I assume that you want to evaluate the performance of a model, i.e. given many cases where one has some hints what the correct order is (or maybe even the full correct order) and two models MA and MB, then we let MA and MB run on all th cases and compare how 'wrong' their orders were in comparison to the correct order (or at least a part of it).
The important question is: Is it true that only a few first items are important to guess correctly, i.e. is the true order something like
1,2,3 and the rest is not so important
or is it mandatory that the predictor really guesses the whole order
First case: only a few items in front are important.
Then one can actually do something with a ROC curve. First of all I will elaborate on a real world example where I have done so and secondly, I will describe how to use a ROC-like technique in order to evaluate how good predictors MA and MB are.
'Real world' example:
Let us assume that we are Amazon. Assume that we have only 4 items X,Y,Z,W that we sell. We want to sell as much stuff as possible. We have observed customers visiting our website. Let us assume that the customers were logged in already and browsed our offer. Since the customer was logged in, at that point in time, we had a solid knowledge about its past behaviour (i.e. which items does he/she like? which does he/she not like? age, gender, time of the day, ...). Using all that information, two different very smart data scientist come up with two different models and each one claims that his/her model is better than the other. How do we decide which model we take to production?

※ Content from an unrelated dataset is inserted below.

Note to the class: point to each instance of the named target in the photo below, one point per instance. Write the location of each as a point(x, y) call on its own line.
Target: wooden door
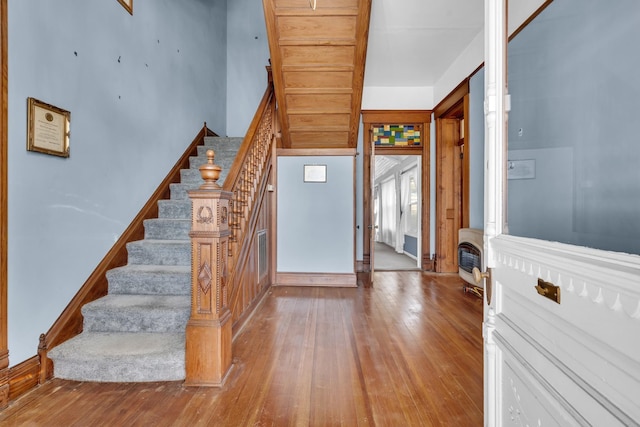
point(448, 194)
point(561, 322)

We assume that the models predict a 'rank' of the items and we assume that if an item gets rank 1, then it is 'very present' on the website, i.e. it gets advertised the most and if it gets rank 4, then it is advertised only very little, i.e. all itms fight for rank 1 (the most important one) and if that is spent then they fight for rank 2 and so on.
We decide to restrict ourselves only to the case where the customer finally bought an article (for the other case one also has to come up with a metric but you will get the idea along the way). So let us say that the customer bought items X and Z. So for the models MA and MB it would be desirable that items X and Z have a low rank so that these are presented very vividly to the customer while they should place items Y and W on high ranks in the 'back' of the order.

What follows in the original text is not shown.